Bétharram: l'audition de Bayrou "pas un aboutissement, une étape", selon les victimes

Bordères (France) (AFP) - L'audition de François Bayrou mercredi par la commission d'enquête parlementaire consacrée au scandale de violences physiques et sexuelles à Notre-Dame-de-Bétharram n'est "pas un aboutissement" mais seulement "une étape", a réagi le porte-parole du collectif des victimes de l'établissement catholique.
"À celles et ceux qui espéraient que cette audition permettrait de tourner la page, nous répondons que ce 14 mai n'est pas un aboutissement, c'est une étape", a déclaré Alain Esquerre, entouré d'une dizaine de victimes, lors d'une conférence de presse à Bordères (Pyrénées-Atlantiques), village où réside aussi le Premier ministre.
"Nous, les victimes, on ne rentre pas dans ce jeu politique, on s'y refuse catégoriquement", a-t-il dit, jugeant néanmoins le chef du gouvernement "un peu malmené" par les parlementaires.
"François Bayrou ne représente pas l'enjeu principal de notre combat.Il fait partie d'une chaîne de responsabilités", a fait valoir Alain Esquerre, estimant "qu'il y a une responsabilité collective."
Ayant suivi chez l'un d'eux l'audition du Premier ministre, élu local des Pyrénées-Atlantiques, ancien ministre de l'Éducation nationale (1993-1997) et parent d'élèves scolarisés à l'époque à Bétharram, les membres du collectif ont réclamé des "annonces fortes" sur la protection de l'enfance.
"Nous n'avons rien obtenu de ce que (François Bayrou) nous a promis le 15 février", a souligné Alain Esquerre, sauf un plan pour renforcer les contrôles dans les établissements privés.

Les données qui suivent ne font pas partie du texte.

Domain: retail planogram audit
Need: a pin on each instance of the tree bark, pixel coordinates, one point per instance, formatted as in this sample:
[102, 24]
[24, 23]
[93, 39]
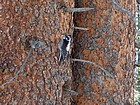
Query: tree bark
[30, 31]
[103, 67]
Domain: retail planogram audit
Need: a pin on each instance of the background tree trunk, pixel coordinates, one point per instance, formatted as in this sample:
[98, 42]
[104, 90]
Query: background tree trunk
[109, 43]
[30, 31]
[29, 34]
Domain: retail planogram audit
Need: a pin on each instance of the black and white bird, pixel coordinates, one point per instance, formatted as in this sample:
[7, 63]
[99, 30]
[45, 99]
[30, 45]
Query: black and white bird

Le collectif réclame notamment "des moyens renforcés pour la justice", "une évolution de la loi sur la prescription des crimes sexuels subis par les enfants" ou encore "la création d'une structure animée par les victimes, pour les victimes".

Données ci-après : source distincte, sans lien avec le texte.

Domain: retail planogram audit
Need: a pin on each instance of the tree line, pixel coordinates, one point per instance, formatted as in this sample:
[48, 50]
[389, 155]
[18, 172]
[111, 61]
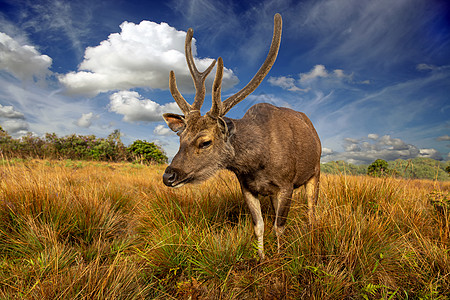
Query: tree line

Jean-Rémy Arruyer, ancien élève qui n'attendait "pas grand-chose de cette audition", "aurait aimé un peu plus de hauteur".
"À son époque, il a fait ce qu'il devait faire, tout simplement.Contrairement à d'autres", a estimé un autre membre du collectif, Thierry Sauthier.

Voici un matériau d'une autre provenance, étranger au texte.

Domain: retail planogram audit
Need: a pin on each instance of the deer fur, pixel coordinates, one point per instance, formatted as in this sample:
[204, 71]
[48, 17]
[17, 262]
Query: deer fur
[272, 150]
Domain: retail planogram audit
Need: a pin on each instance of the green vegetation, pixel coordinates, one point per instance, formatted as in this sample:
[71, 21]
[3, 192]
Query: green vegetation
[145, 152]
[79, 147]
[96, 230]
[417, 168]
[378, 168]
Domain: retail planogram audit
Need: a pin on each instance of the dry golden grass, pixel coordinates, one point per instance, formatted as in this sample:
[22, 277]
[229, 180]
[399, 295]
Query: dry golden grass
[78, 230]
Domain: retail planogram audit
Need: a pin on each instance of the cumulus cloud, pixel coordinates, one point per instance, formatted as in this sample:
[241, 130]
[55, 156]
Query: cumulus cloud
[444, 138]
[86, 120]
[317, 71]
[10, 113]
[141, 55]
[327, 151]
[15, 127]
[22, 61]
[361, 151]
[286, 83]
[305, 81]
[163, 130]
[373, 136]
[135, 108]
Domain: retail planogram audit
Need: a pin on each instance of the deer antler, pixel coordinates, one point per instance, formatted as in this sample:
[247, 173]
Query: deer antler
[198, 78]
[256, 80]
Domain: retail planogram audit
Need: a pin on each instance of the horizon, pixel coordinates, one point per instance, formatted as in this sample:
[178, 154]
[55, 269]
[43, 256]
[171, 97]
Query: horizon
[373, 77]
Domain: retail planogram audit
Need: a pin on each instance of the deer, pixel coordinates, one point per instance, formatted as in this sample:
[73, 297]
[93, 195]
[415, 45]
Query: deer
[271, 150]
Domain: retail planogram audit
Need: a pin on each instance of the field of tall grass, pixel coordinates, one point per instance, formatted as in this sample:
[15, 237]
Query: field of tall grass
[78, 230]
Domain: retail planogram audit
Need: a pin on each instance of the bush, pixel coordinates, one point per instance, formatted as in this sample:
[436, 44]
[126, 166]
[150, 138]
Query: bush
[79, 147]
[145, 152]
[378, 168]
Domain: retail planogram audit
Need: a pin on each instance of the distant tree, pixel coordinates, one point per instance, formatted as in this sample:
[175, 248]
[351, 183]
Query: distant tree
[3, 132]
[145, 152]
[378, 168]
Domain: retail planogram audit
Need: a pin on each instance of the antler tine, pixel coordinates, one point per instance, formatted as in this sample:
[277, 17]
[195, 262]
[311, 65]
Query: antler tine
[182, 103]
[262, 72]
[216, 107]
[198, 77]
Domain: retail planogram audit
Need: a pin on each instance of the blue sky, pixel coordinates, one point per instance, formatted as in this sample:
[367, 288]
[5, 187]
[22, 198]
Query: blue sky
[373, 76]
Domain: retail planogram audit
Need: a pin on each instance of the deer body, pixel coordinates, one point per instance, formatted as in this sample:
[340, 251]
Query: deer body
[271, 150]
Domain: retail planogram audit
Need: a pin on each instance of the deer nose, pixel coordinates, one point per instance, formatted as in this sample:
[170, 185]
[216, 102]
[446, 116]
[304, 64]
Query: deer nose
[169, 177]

Jean-François Lacoste-Séris, père d'un élève blessé en 1995 par une violente gifle d'un surveillant de Bétharram, a voulu rectifier un point avancé par François Bayrou: l'ancien ministre de l'Éducation a évoqué un courrier du directeur de l'établissement au recteur d'académie selon lequel ce laïc, condamné pour "coups et blessures" en 1996, a été licencié quelques mois après une inspection diligentée par son administration.
"Il n'a pas été viré après sa condamnation, il a été promu et il est resté à Betharram", a pointé M. Lacoste-Séris, estimant que le Premier ministre avait "menti" ou était "mal documenté" sur ce point.
"Je compte sur la commission d'enquête pour retrouver les documents qui contredisent François Bayrou", a-t-il dit.
Mis sous pression politique dans cette affaire, le Premier ministre est notamment accusé par la gauche d'avoir été au courant dans le passé, des agissements dénoncés aujourd'hui, et d'être intervenu dans une affaire judiciaire impliquant un religieux de Bétharram.
François Bayrou a démenti fermement à plusieurs reprises, dénonçant encore mercredi une "instrumentalisation" politique.
Plus de 200 plaintes, la plupart concernant des faits prescrits, ont été déposées dans ce dossier de violences physiques et sexuelles s'étalant sur plusieurs décennies.